AI=artificial intelligence; CEM=challenge ensemble method of eight top performing AIs from DREAM challenge; CI=confidence interval; DREAM=Dialogue on Reverse Engineering Assessment and Methods; FN=false negatives; F=false positives; NA=not applicable; NR=not reported; TN=true negatives; TP=true positives.

*

Inverse probability weighting: negative cases were upweighted to account for the spectrum enrichment of the study population. Patients associated with negative biopsies were downweighted by 0.64. Patients who were not biopsied were upweighted by 23.61.

Applied an inverse probability weighted bootstrapping (1000 samples) with a 14:1 ratio of healthy women to women receiving a diagnosis of cancer to simulate a study population with a cancer prevalence matching a screening cohort.

In addition, the challenge ensemble method prediction was combined with the original radiologist assessment. At the first reader’s sensitivity of 77.1%, CEM+reader 1 resulted in a specificity of 98.5% (95% confidence interval 98.4% to 98.6%), higher than the specificity of the first reader alone of 96.7% (95% confidence interval, 96.6% to 96.8%; P<0.001). At the consensus readers’ sensitivity of 83.9%, CEM+consensus did not significantly improve the consensus interpretations alone (98.1% v 98.5% specificity, respectively). These simulated results of the hypothetical integration of AI with radiologists’ decisions were excluded as they did not incorporate radiologist behaviour when AI is applied.

§

Applied 11 times upsampling of the 6817 healthy women, resulting in 74 987 healthy women and a total simulated screening population of 75 534.
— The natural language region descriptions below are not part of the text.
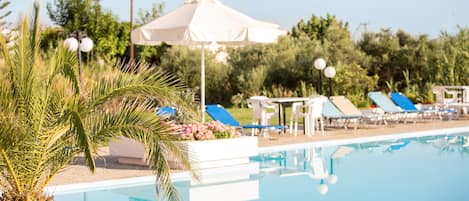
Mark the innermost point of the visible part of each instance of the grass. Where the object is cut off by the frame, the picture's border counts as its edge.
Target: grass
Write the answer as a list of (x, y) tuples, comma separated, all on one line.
[(244, 115)]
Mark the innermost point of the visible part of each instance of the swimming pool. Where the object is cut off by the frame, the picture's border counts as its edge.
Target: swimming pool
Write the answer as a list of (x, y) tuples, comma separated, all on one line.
[(431, 168)]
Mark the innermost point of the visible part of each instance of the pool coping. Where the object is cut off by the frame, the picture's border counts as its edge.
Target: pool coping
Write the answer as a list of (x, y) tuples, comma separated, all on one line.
[(183, 176)]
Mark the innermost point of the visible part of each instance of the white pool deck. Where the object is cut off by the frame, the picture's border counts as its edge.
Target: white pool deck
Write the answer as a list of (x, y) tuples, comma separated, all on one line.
[(179, 176)]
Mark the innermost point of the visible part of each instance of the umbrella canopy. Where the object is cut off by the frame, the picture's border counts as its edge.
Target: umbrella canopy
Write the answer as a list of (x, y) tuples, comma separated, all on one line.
[(200, 22)]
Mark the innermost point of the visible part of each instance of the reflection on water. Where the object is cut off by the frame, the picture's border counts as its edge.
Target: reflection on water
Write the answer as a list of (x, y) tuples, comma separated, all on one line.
[(426, 168)]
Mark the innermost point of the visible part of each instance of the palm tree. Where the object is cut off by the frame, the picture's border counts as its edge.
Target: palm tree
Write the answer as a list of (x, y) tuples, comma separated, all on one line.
[(46, 118)]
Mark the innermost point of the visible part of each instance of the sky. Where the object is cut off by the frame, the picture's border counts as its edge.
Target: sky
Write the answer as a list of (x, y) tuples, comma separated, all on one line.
[(414, 16)]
Specificity estimates not based on exact numbers; the numbers were calculated by reviewers from reported proportions applied to 75 334 women (347 screen detected cancers and 74 987 healthy women).

**

In enriched test set multiple reader multiple case laboratory studies where multiple readers asses the same images, there are considerable problems in summing 2x2 test data across readers.